The marginsplot feature in Stata is a remarkable tool to allow us to plot the average marginal effects from a regression model. This is quite important when we are trying to interpret the interaction term in the regression model. Conventional coefficients from the regression output is difficult to interpret, particularly when interacting between a continuous term with a categorical term. The mplotoffset takes the marginsplot to a different level by allowing us to incorporate an offset to improve the visuals of the plot. Further using the Stata graph options allows us to add different symbols, colors, and labels to the marginsplot.
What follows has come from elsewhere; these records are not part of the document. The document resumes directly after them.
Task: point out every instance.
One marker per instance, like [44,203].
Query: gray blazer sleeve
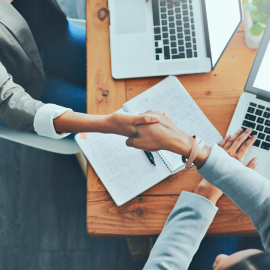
[182,233]
[17,108]
[249,190]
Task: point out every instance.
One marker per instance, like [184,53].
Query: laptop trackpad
[267,170]
[130,16]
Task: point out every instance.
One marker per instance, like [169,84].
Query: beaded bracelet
[195,151]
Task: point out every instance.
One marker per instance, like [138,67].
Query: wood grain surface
[216,93]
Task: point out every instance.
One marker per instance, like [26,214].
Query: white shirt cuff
[43,121]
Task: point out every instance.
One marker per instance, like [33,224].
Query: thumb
[130,142]
[253,163]
[145,119]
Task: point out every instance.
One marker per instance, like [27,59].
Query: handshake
[151,131]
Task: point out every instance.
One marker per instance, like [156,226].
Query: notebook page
[171,97]
[126,172]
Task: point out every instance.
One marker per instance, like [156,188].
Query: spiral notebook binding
[166,162]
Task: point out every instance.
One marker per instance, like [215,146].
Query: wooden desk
[216,93]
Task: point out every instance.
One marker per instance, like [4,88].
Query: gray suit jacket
[192,214]
[20,58]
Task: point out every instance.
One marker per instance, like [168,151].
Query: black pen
[150,157]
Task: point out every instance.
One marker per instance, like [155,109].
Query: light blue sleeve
[182,233]
[249,190]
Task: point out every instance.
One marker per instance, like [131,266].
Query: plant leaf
[267,7]
[263,24]
[249,7]
[256,29]
[258,17]
[260,6]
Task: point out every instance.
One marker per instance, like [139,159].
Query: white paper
[126,172]
[169,96]
[262,80]
[223,18]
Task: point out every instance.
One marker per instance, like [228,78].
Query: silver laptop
[161,37]
[253,108]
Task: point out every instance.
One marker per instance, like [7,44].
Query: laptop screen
[262,80]
[223,20]
[258,81]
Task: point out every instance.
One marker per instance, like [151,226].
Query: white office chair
[63,146]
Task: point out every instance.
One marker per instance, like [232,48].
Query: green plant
[260,14]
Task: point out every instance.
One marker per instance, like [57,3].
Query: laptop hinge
[263,98]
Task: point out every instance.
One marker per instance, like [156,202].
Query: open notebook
[126,172]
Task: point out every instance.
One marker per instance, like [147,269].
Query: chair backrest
[63,146]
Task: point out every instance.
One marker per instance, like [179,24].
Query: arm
[249,190]
[23,113]
[182,233]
This tutorial only provides some example of the marginsplot and mplotoffset features. It is encouraged that you explore these amazing features with your own work.

Aknowledgements

The mplotoffset command was created by Nick Winter from the University of Virginia. (URL: https://econpapers.repec.org/software/bocbocode/s458344.htm)

Richard Williams’ paper on the margins command continues to be an invaluable introduction on how to use this to estimate the average marginal effects. Stata Journal. 2012;12(2):308-331

Disclaimers & Disclosures

This is a work in progress and subject to future changes and updates.

This is for educational purposes only.